Although Qiu began his career when the Chinese navy was still a small coastal force, he has accumulated extensive experience commanding blue-water operations and engaging with foreign militaries. In 2007, he commanded the Aman-07 naval exercise. It was the first time the Chinese navy joined an international naval exercise, and the first time for a Chinese officer to command foreign naval forces. In the same year, he also led a destroyer formation to Indonesia, on the Chinese navy's first visit to the country in more than a decade.

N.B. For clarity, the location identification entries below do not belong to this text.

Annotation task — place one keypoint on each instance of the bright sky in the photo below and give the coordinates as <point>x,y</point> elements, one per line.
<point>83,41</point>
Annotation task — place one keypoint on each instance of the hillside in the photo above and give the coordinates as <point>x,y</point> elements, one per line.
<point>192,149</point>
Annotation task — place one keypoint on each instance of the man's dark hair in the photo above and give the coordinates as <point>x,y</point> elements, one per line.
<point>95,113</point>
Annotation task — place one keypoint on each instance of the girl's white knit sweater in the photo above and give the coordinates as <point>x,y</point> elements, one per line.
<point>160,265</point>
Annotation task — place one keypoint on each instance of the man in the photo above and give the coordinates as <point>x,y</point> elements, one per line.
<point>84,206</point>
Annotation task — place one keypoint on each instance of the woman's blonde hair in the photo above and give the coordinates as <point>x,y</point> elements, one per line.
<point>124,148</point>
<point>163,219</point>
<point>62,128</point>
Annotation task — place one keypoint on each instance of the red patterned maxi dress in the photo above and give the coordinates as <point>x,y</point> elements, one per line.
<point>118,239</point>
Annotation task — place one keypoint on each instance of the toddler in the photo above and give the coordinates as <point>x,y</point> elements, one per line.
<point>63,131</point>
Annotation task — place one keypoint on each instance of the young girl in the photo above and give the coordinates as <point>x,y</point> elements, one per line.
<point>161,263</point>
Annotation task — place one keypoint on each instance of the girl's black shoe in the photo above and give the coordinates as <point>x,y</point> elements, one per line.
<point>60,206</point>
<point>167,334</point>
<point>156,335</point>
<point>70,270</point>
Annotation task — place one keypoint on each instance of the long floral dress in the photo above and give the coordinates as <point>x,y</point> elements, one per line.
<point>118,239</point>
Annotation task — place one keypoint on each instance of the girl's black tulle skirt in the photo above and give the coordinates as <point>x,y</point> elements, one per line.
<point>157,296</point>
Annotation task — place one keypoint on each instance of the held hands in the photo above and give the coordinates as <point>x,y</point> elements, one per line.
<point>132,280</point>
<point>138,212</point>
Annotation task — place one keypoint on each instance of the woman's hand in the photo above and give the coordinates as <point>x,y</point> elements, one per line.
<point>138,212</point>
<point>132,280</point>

Qiu also led the PLAN's fourth Gulf of Aden anti-piracy task force in 2009 and 2010, sailing into the Persian Gulf for the first time in the history of the Chinese Navy. The ships paid a port visit to Abu Dhabi, and visited Manila, the Philippines on their way home. In 2011, Qiu commanded the Chinese Peace Ark hospital ship in the 105-day-long "Harmonious-Mission 2011". The ship sailed for more than 24,600 nautical miles, and provided medical care in several Caribbean countries including Cuba, Jamaica, Costa Rica, and Trinidad and Tobago.